Con la llegada de la compañía de Martínez Sierra a Hollywood, Crespo inició sus producciones con la Fox. Así surgieron títulos como La ciudad de cartón sobre el mundo del cine, ideado expresamente para su realización cinematográfica por Louis King en 1934. Con este mismo director llevaría también a cabo la adaptación de Angelina o el honor de un Brigadier (con guión del propio autor teatral, Enrique Jardiel Poncela). Actualmente resulta difícil de explicar cómo una obra de teatro de Jardiel Poncela pudo ser filmada en América, respetándose los versos originales… ¡y por un cineasta americano! Pero así fue y llegó a ser elogiada por el propio Charles Chaplin. Actualmente podemos disfrutar de ella gracias al esfuerzo que hizo en su momento la citada Miró por recuperarla para nuestro país. Así lo relataba Diego Galán en la biografía de la cineasta y del mismo modo me transmitió su entusiasmo por la digna labor de esta cineasta durante su etapa como Directora General de Cinematografía y de Radiotelevisión Española. Galán la admiraba, así lo deduje de sus palabras cuando nos citamos, durante un almuerzo cerca de las Vistillas (lo que no quitaba para que fuese objetivo y crítico con su trayectoria).

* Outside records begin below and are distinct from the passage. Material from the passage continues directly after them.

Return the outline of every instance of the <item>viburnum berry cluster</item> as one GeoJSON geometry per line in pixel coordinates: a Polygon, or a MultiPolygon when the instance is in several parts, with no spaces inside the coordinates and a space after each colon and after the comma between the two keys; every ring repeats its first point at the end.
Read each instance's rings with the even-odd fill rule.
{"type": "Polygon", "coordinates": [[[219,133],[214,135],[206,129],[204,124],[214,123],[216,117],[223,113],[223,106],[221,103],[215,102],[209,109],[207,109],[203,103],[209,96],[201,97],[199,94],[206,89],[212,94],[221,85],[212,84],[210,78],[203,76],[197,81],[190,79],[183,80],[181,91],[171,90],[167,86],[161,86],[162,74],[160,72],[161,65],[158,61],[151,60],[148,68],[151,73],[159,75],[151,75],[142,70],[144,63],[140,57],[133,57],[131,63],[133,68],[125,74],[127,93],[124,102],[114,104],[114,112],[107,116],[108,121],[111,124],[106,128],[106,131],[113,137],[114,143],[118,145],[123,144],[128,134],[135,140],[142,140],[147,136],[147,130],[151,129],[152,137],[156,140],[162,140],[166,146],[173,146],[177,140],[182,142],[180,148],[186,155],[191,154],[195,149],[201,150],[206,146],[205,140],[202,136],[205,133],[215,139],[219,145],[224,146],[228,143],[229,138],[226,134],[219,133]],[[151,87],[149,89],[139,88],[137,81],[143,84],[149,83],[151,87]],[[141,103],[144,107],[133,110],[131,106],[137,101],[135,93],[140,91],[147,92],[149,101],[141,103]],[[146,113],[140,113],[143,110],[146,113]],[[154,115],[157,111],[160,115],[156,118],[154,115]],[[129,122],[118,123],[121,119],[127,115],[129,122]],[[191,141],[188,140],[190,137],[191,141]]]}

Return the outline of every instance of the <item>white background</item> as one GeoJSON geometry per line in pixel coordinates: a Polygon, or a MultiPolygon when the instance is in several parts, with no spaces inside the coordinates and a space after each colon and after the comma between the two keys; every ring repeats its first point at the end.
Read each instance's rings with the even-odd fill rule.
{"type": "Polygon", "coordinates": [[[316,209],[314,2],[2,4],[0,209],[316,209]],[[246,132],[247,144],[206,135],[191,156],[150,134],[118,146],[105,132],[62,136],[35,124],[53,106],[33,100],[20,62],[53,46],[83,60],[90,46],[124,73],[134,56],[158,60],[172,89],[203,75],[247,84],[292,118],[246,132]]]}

Tras estos éxitos, Crespo continuó trabajando fuera de España en radio, doblaje y teatro; llegó a ser la voz habitual de doblaje de Joseph Cotten y, tras una breve estancia en España (donde volvió a trabajar en cine con filmes como La mujer de nadie de Gonzalo Delgrás en 1949 -su regreso al cine español un cuarto de siglo después-), retornó a Estados unidos para dirigir en 1964 el Teatro Español de Nueva York. Si bien se retiró del mundo artístico oficialmente en 1967, Crespo llegó a participar en otras películas como “divertimento” (es el caso de Un millón de dólares fuera de impuestos, dirigida en 1980 por Pedro Masó y protagonizada por José Luis López Vázquez). Finalmente, volvió a su Murcia natal, donde falleció en 1997 a la edad de 97 años. Un año antes había sido reconocido con la Medalla de Oro del Centenario del Cine Español por la Academia de Cine de España. Como él mismo decía, volviendo a su tierra, su “punto de partida”, cerraba “un círculo” de más de setenta años de profesión, con la vista frente al Mar Menor, y un currículum de “conquistador español en América” que muchos quisieran para sí mismos.